An unofficial camp for Rohingya refugees that sprang up after the October attacks is being dramatically expanded. Md Ali Hossen, deputy commissioner for the Cox's Bazar district, told Reuters that some new arrivals were setting up new camps and the government was not stopping them or taking the camps down on humanitarian grounds.
Malala Yousafzai, the youngest winner of the Nobel Peace Prize, called on her fellow laureate Aung San Suu Kyi to condemn the "shameful" treatment of the Rohingya Muslims in Myanmar, saying "the world is waiting" for her to speak out. "Over the last several years, I have repeatedly condemned this tragic and shameful treatment," Malala said in a statement on Twitter. "I am still waiting for my fellow Nobel Laureate Aung San Suu Kyi to do the same. "The world is waiting and the Rohingya Muslims are waiting."
Pakistan, which has a large number of Rohingya living there, on Sunday urged "authorities in Myanmar to investigate reports of massacre, hold those involved accountable and take necessary measures to protect the rights of Rohingya Muslims".

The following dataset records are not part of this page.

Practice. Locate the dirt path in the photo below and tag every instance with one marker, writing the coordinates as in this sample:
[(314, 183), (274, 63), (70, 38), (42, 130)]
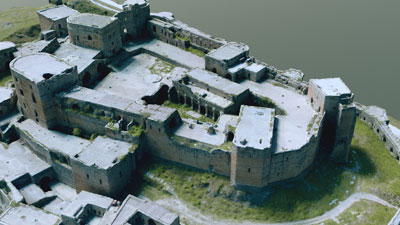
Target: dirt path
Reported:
[(196, 217)]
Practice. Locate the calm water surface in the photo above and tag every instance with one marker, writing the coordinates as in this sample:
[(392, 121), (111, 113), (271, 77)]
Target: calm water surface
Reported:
[(357, 40), (6, 4)]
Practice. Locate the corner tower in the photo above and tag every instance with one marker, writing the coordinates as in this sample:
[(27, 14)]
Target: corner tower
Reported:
[(37, 79), (251, 149), (133, 18), (95, 31), (332, 96)]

Activists from Indonesia, home to the world's biggest Muslim population, have called on the Nobel committee to withdraw Suu Kyi's peace prize during protests outside the Myanmar embassy in Jakarta, state news agency Antara reported.
Turkish President Tayyip Erdogan, who said that violence against Myanmar's Muslims amounted to genocide, last week called Bangladesh's President Abdul Hamid to offer help in sheltering the Rohingya.
The UN says the Rohingya are one of the most persecuted groups in the world. Neither Bangladesh nor Myanmar recognises them as citizens. In Myanmar, even the name Rohingya is taboo. Officials refer to the group as "Bengalis" and insist they are illegal immigrants from Bangladesh, even though most have lived in the country for generations.